Close-loop rubber band used in motorized conveying system

A conveyor belt is the carrying medium of a belt conveyor system (often shortened to a belt conveyor). A belt conveyor system consists of two or more pulleys (sometimes referred to as drums), with a closed loop of carrying medium—the conveyor belt—that rotates about them. One or both of the pulleys are powered, moving the belt and the material on the belt forward. The powered pulley is called the drive pulley, while the unpowered pulley is called the idler pulley. There are two main industrial classes of belt conveyors; Those in general material handling such as those moving boxes along inside a factory and bulk material handling such as those used to transport large volumes of resources and agricultural materials, including grain, salt, coal, ore, sand, overburden and more.

== Overview ==

Point of contact between a power transmission belt and its pulley. A conveyor belt uses a wide belt and pulleys and is supported by rollers or a flat pan along its path.

Conveyors are durable and reliable components used in automated distribution and warehousing, as well as manufacturing and production facilities. In combination with computer-controlled pallet handling equipment this allows for more efficient retail, wholesale, and manufacturing distribution. It is considered a labor-saving system that allows large volumes to move rapidly through a process, allowing companies to ship or receive higher volumes with smaller storage space and with labor expense.

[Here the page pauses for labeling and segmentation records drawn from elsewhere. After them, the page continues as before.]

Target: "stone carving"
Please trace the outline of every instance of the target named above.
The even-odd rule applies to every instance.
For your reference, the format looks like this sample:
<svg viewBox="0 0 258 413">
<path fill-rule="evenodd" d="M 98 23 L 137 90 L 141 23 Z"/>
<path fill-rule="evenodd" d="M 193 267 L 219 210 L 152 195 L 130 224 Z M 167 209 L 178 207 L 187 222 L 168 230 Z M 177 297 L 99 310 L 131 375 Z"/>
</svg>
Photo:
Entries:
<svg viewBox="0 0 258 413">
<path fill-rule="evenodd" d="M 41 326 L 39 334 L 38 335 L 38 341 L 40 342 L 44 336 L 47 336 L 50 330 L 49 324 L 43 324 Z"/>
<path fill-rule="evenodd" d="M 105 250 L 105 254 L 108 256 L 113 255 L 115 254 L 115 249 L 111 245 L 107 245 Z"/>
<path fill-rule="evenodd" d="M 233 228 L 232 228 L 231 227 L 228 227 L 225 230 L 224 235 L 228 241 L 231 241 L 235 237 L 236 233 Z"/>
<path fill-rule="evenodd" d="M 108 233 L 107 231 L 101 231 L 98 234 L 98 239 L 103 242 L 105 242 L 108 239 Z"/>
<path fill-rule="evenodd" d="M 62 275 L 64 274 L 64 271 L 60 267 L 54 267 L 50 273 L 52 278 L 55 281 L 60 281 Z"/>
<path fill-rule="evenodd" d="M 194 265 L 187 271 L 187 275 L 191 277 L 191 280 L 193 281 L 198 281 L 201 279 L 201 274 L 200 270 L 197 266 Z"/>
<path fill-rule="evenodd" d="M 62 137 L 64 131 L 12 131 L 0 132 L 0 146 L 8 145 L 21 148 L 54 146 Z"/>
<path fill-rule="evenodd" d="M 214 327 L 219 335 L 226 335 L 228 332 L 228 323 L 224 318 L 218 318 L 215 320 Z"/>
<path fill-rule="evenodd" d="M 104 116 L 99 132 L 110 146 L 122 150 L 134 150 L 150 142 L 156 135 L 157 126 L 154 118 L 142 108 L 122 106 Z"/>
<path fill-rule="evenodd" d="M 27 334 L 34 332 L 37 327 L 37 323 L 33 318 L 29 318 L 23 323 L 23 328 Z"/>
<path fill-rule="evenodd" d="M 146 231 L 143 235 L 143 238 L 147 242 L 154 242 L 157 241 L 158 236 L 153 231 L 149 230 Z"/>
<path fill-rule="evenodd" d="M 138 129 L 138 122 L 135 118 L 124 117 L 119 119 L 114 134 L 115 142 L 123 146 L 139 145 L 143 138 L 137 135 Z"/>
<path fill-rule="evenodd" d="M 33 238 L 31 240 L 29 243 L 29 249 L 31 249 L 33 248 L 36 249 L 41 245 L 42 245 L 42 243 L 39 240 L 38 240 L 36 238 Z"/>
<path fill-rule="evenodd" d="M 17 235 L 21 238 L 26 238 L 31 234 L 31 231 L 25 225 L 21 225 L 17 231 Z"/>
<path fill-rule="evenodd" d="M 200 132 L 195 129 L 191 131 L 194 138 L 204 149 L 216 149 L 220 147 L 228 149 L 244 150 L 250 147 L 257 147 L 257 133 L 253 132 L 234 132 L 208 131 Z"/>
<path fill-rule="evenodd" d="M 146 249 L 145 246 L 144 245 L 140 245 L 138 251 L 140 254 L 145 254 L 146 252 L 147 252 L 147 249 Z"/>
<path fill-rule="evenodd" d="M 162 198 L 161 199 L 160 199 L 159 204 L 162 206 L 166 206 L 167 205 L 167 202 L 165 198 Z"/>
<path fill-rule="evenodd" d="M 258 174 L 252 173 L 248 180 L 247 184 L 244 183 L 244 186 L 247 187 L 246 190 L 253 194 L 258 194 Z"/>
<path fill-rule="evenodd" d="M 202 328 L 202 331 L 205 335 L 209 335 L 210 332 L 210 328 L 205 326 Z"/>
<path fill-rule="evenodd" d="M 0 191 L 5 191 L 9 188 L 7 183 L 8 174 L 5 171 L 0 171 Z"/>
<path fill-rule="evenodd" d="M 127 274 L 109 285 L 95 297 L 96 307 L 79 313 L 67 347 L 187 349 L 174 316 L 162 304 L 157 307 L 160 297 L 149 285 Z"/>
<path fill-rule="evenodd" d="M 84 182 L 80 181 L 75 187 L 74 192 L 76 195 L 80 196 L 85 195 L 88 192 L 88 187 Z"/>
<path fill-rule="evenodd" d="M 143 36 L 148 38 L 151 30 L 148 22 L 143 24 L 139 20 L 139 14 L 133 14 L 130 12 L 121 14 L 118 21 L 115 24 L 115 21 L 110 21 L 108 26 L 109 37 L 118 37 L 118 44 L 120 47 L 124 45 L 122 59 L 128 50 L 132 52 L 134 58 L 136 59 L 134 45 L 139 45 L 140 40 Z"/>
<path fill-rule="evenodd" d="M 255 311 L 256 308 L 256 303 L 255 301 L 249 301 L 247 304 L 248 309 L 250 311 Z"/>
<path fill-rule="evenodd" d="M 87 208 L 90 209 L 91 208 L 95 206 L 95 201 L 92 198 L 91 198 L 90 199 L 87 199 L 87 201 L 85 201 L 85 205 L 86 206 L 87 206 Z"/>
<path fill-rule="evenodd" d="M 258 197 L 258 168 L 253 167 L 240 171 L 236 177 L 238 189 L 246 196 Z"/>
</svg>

Belt conveyors are the most commonly used powered conveyors because they are the most versatile and the least expensive. Products are conveyed directly on the belt so both regular and irregular shaped objects, large or small, light and heavy, can be transported successfully. Belt conveyors are also manufactured with curved sections that use tapered rollers and curved belting to convey products around a corner. These conveyor systems are commonly used in postal sorting offices and airport baggage handling systems.

Belt conveyors are generally fairly similar in construction consisting of a metal frame with rollers at either end of a flat metal bed. Rubber conveyor belts are commonly used to convey items with irregular bottom surfaces, small items that would fall in between rollers (e.g. a sushi conveyor bar), or bags of product that would sag between rollers. The belt is looped around each of the rollers and when one of the rollers is powered (by an electrical motor) the belting slides across the solid metal frame bed, moving the product. In heavy use applications, the beds in which the belting is pulled over are replaced with rollers. The rollers allow weight to be conveyed as they reduce the amount of friction generated from the heavier loading on the belting. The exception to the standard belt conveyor construction is the sandwich belt conveyor. The sandwich belt conveyor uses two conveyor belts, instead of one. These two conventional conveyor belts are positioned face to face, to firmly contain the items being carried in a "sandwich-like" hold.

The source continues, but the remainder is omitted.